Last GitHub push was 615 days ago (dormant maintenance, Nov 4, 2024). Validate activity before betting a new project on awadb. Vector Databases: Don't reach for a dedicated vector DB under ~100k vectors; pgvector on your existing Postgres is simpler to operate. LLM Frameworks: Avoid a framework for a single prompt-and-retrieve call; the abstraction can cost more than it saves. Model Training: Try prompting and RAG first; fine-tuning is the answer to style/format, not missing knowledge.
When should I avoid DeepSeek-R1?
Avoid if you need foundational models rather than distilled versions, as DeepSeek-R1 specializes in providing smaller, more efficient models suitable for resource-constrained environments. If your project is tightly regulated or requires models from a different lineage, as DeepSeek-R1 exclusively provides derivatives of Qwen and LLaMA series.
Is awadb or DeepSeek-R1 more popular on GitHub?
DeepSeek-R1 has more GitHub stars (91,991 vs 175). Stars measure visibility, not whether either tool fits your constraints.
Are awadb and DeepSeek-R1 open source?
Yes - both are open-source projects on GitHub (awadb: Apache-2.0, DeepSeek-R1: MIT).
Where can I find alternatives to awadb or DeepSeek-R1?
GraphCanon lists graph-backed alternatives at awadb alternatives and DeepSeek-R1 alternatives (awadb markdown twin, DeepSeek-R1 markdown twin), ranked by typed relationship edges rather than popularity votes.

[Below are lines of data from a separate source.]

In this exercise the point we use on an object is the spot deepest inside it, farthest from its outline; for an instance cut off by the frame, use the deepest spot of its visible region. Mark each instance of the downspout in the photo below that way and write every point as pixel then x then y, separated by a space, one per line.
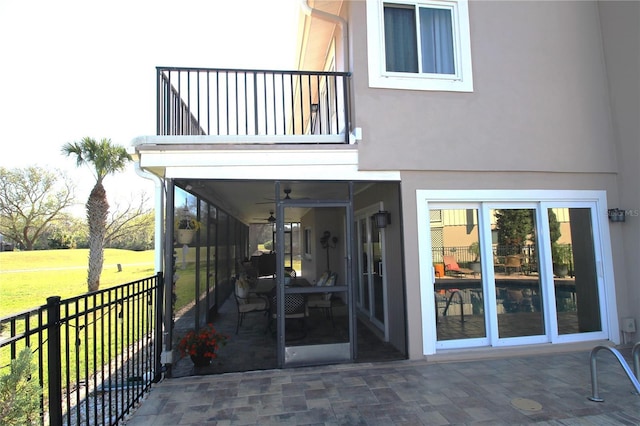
pixel 309 11
pixel 159 215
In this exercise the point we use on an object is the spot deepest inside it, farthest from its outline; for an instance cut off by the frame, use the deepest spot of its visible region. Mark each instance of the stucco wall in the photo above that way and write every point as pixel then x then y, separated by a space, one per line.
pixel 412 181
pixel 540 101
pixel 620 22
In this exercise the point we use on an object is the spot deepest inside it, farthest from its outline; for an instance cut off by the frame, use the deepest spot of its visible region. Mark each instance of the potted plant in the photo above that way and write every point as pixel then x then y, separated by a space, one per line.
pixel 561 254
pixel 202 345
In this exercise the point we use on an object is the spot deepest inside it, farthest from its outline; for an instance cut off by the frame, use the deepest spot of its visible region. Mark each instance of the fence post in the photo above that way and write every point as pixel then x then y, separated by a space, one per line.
pixel 55 364
pixel 158 331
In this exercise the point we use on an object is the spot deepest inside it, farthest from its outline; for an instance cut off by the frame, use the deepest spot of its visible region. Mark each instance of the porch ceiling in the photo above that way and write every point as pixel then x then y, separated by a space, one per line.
pixel 241 179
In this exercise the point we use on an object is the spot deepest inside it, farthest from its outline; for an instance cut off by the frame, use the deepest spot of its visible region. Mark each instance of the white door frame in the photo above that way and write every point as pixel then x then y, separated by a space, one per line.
pixel 543 199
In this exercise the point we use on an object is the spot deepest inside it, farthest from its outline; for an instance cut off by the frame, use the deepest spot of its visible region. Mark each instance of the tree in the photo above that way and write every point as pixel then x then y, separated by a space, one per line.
pixel 515 227
pixel 104 158
pixel 131 227
pixel 31 200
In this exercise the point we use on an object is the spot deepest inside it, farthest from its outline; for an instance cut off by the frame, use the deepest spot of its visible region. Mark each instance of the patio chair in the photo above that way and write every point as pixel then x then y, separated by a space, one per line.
pixel 323 301
pixel 295 307
pixel 452 268
pixel 247 301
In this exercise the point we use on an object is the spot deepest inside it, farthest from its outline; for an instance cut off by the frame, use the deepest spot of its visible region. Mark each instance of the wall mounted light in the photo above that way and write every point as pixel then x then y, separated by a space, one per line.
pixel 381 219
pixel 616 215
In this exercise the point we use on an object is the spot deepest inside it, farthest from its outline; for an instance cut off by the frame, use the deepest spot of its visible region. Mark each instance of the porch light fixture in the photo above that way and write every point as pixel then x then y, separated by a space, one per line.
pixel 381 219
pixel 616 215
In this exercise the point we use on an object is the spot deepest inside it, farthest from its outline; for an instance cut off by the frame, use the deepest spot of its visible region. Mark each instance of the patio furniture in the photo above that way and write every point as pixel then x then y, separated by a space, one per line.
pixel 323 301
pixel 295 307
pixel 451 267
pixel 248 301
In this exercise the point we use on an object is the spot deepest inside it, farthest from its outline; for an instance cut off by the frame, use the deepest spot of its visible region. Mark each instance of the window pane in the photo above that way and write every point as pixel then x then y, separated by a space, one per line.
pixel 519 299
pixel 574 269
pixel 436 36
pixel 459 296
pixel 401 46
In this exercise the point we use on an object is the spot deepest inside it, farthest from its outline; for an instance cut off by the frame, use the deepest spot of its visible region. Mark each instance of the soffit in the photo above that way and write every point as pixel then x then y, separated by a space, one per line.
pixel 316 35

Is there a machine-readable version of this comparison?
Yes. The markdown twin at this comparison mirrors this page for agents and LLM crawlers, with the same stats table and FAQ answers.
Which is better maintained, awadb or DeepSeek-R1?
awadb: Dormant. DeepSeek-R1: Dormant. Compare maintenance labels, days since push, and release cadence in the trust section below - stars alone do not measure maintenance.
Where are the full trust reports for awadb and DeepSeek-R1?
GraphCanon publishes per-repo trust reports with dated maintenance, provenance, and scan summaries: awadb trust report; DeepSeek-R1 trust report.